Deep neural networks (DNNs) can be manipulated to exhibit specific behaviors when exposed to specific trigger patterns, without affecting their performance on benign samples, dubbed backdoor attack. Some recent research has focused on designing invisible triggers for backdoor attacks to ensure visual stealthiness, while showing high effectiveness, even under backdoor defense. However, we find that these carefully designed invisible triggers are often sensitive to visual distortion during inference, such as Gaussian blurring or environmental variations in physical scenarios. This phenomenon could significantly undermine the practical effectiveness of attacks, but has been rarely paid attention to and thoroughly investigated. To address this limitation, we define a novel trigger called the Visible, Semantic, Sample-Specific, and Compatible trigger (VSSC trigger), to achieve effective, stealthy and robust to visual distortion simultaneously. To implement it, we develop an innovative approach by utilizing the powerful capabilities of large language models for choosing the suitable trigger and text-guided image editing techniques for generating the poisoned image with the trigger. Extensive experimental results and analysis validate the effectiveness, stealthiness and robustness of the VSSC trigger. It demonstrates superior robustness to distortions compared with most digital backdoor attacks and allows more efficient and flexible trigger integration compared to physical backdoor attacks. We hope that the proposed VSSC trigger and implementation approach could inspire future studies on designing more practical triggers in backdoor attacks.

翻译：深度神经网络（DNN）在暴露于特定触发模式时可能被操控表现出特定行为，同时不影响其在良性样本上的性能——这被称为后门攻击。

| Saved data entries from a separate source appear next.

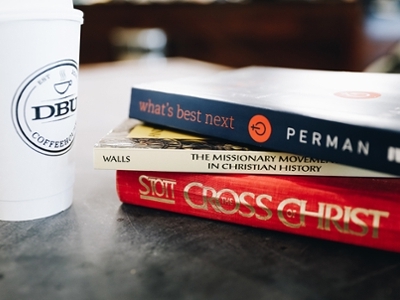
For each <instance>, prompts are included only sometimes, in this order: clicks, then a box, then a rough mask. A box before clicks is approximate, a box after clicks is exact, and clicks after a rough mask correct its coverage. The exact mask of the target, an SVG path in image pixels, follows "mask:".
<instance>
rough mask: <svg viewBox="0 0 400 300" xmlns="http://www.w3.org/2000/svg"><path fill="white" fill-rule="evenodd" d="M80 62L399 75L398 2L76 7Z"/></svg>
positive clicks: (307, 1) (329, 0)
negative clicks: (173, 62) (236, 67)
mask: <svg viewBox="0 0 400 300" xmlns="http://www.w3.org/2000/svg"><path fill="white" fill-rule="evenodd" d="M74 3H75V7H76V8H77V9H80V10H82V11H83V12H84V25H83V26H82V39H81V58H80V59H81V63H82V64H86V63H97V62H108V61H117V60H127V59H134V58H138V57H139V58H142V59H152V58H155V57H156V58H160V57H177V56H181V57H188V58H193V59H198V60H203V61H208V62H212V63H218V64H222V65H226V66H230V67H242V66H247V65H268V66H280V67H293V68H311V69H326V70H349V71H366V70H372V71H373V70H379V71H384V72H397V71H398V65H399V59H398V57H399V56H400V55H399V52H400V47H399V46H398V42H399V40H400V0H363V1H357V0H125V1H123V0H119V1H118V0H114V1H106V0H102V1H100V0H97V1H96V0H75V1H74Z"/></svg>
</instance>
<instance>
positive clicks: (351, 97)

近期一些研究聚焦于设计不可见触发器以实现视觉隐蔽性，即便在后门防御下仍展现出高有效性。然而，我们发现这些精心设计的不可见触发器在推理过程中往往对视觉失真敏感，例如高斯模糊或物理场景中的环境变化。这一现象可能显著削弱攻击的实际有效性，但鲜少受到关注且未被充分探究。为解决此局限，我们定义了一种新型触发器——可见、语义、样本特定且兼容的触发器（VSSC触发器），旨在同时实现攻击的有效性、隐蔽性及对视觉失真的鲁棒性。为实施该触发器，我们创新性地利用大型语言模型选择合适触发器的强大能力，并结合文本引导图像编辑技术生成带有触发器的中毒图像。广泛的实验结果与分析验证了VSSC触发器的有效性、隐蔽性和鲁棒性。相较多数数字后门攻击，它展现出更强的失真鲁棒性；相较于物理后门攻击，它允许更高效灵活的触发器集成。我们期望提出的VSSC触发器及其实现方法能启发未来关于设计更实用后门攻击触发器的研究。